In “Down and Out,” (acrylic and charcoal on paper) a figure wears a white sneaker on one foot and a black shoe on the other, one hand is gloved in blue, the other in white. The asymmetry sets off an edgy background assemblage of a disjointed landscape, a place once alive but now muted. The cubed head bears the word “Down,” an inescapable mindset.

Kellner’s work prompts a gut response of despair that offers a new understanding of entrapment as a way to think beyond it to a point of hope. Her goal has been to channel those feelings of helplessness into her work, art that becomes a vehicle toward a more positive and meaningful outcome.

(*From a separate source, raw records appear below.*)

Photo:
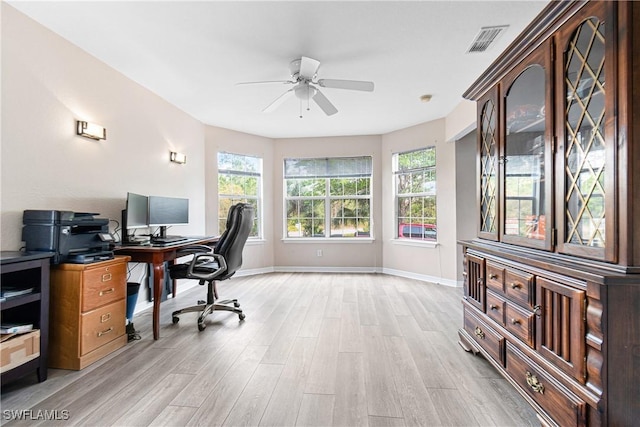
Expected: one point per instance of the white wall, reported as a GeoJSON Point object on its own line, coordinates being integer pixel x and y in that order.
{"type": "Point", "coordinates": [47, 84]}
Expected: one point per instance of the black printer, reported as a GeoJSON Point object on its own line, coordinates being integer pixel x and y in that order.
{"type": "Point", "coordinates": [74, 237]}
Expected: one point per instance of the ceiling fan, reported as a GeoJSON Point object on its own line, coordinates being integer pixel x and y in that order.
{"type": "Point", "coordinates": [306, 86]}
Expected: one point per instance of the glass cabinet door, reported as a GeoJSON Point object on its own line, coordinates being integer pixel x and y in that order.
{"type": "Point", "coordinates": [586, 175]}
{"type": "Point", "coordinates": [526, 198]}
{"type": "Point", "coordinates": [488, 148]}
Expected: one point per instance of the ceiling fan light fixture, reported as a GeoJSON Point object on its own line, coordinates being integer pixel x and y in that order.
{"type": "Point", "coordinates": [305, 92]}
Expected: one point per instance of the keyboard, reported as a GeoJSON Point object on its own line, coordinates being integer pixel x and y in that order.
{"type": "Point", "coordinates": [168, 239]}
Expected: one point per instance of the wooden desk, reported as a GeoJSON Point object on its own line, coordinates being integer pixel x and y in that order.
{"type": "Point", "coordinates": [157, 256]}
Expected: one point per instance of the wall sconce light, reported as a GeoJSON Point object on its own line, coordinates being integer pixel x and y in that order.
{"type": "Point", "coordinates": [178, 157]}
{"type": "Point", "coordinates": [90, 130]}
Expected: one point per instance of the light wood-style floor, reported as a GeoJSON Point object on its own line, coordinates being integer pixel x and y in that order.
{"type": "Point", "coordinates": [314, 350]}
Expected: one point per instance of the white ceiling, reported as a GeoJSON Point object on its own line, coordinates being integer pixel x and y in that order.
{"type": "Point", "coordinates": [193, 53]}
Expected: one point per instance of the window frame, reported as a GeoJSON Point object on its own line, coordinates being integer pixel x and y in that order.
{"type": "Point", "coordinates": [237, 198]}
{"type": "Point", "coordinates": [424, 169]}
{"type": "Point", "coordinates": [328, 198]}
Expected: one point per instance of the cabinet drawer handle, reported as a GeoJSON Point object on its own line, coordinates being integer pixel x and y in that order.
{"type": "Point", "coordinates": [537, 310]}
{"type": "Point", "coordinates": [534, 383]}
{"type": "Point", "coordinates": [107, 291]}
{"type": "Point", "coordinates": [105, 332]}
{"type": "Point", "coordinates": [479, 332]}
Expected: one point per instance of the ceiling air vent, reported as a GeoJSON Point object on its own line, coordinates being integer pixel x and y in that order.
{"type": "Point", "coordinates": [485, 37]}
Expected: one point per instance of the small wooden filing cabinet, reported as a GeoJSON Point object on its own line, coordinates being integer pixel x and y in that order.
{"type": "Point", "coordinates": [88, 312]}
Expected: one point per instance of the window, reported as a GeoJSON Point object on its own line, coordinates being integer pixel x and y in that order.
{"type": "Point", "coordinates": [415, 194]}
{"type": "Point", "coordinates": [328, 197]}
{"type": "Point", "coordinates": [239, 181]}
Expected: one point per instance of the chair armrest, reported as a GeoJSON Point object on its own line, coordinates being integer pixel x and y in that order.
{"type": "Point", "coordinates": [222, 266]}
{"type": "Point", "coordinates": [193, 249]}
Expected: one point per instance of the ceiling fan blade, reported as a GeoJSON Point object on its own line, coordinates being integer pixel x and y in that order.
{"type": "Point", "coordinates": [326, 105]}
{"type": "Point", "coordinates": [347, 84]}
{"type": "Point", "coordinates": [266, 81]}
{"type": "Point", "coordinates": [278, 101]}
{"type": "Point", "coordinates": [308, 67]}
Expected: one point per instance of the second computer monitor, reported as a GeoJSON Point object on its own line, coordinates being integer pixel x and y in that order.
{"type": "Point", "coordinates": [166, 211]}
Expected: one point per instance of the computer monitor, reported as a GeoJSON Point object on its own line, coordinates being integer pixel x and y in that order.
{"type": "Point", "coordinates": [166, 211]}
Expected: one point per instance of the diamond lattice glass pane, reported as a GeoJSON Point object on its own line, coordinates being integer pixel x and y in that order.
{"type": "Point", "coordinates": [489, 162]}
{"type": "Point", "coordinates": [584, 134]}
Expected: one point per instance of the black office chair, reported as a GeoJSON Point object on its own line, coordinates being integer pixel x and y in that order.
{"type": "Point", "coordinates": [213, 265]}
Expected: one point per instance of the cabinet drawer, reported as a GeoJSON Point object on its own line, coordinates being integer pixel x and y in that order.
{"type": "Point", "coordinates": [564, 407]}
{"type": "Point", "coordinates": [495, 307]}
{"type": "Point", "coordinates": [485, 336]}
{"type": "Point", "coordinates": [495, 277]}
{"type": "Point", "coordinates": [519, 287]}
{"type": "Point", "coordinates": [520, 323]}
{"type": "Point", "coordinates": [102, 325]}
{"type": "Point", "coordinates": [103, 285]}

“We need new pathways and visions to allow us to breathe and find a way to move forward in our troubled and beautiful world,” Kellner remarked. “That’s what I strive for in my work, melding the daily troubles both far and near, with the absolute joy of welcoming the new day so full of possibilities with open eyes and heart.”

Kellner’s work has been exhibited in numerous venues across the United States, Canada and Europe in more than 50 solo exhibitions. Recently, her work was selected for inclusion in the Hunterdon Museum (Clinton, N.J.), Art Alive (Delhi, India), Pen & Brush Gallery (New York City), KIPNZ Gallery (Walton, N.Y.), Ringling School of Art (Sarasota, Fla.) and the Everson Museum (Syracuse), among many others. She is the recipient of numerous grants and awards from the Pollock Krasner Foundation, the Puffin Foundation, The Creative Climate Award, Photographer’s Fund Award and New York Foundation for the Arts Fellowships.

Kellner is also a co-founder and artistic director emeritus of the Women’s Studio Workshop in Rosendale, N.Y., a 50-year-old arts center for women. Kellner has been awarded fellowship residencies at The MacDowell, Yaddo, Banff Centre for the Arts, Artpark and several others.

“Sideway Glances” is a concurrent solo show with “Painting Out Loud,” an exhibit of paintings by Stanford Kay. It opens this Saturday, Feb. 17 with an opening reception from 5 to 7 p.m. The show continues through Mar. 10 and is open 10 a.m. to 5 p.m. every day except Sunday.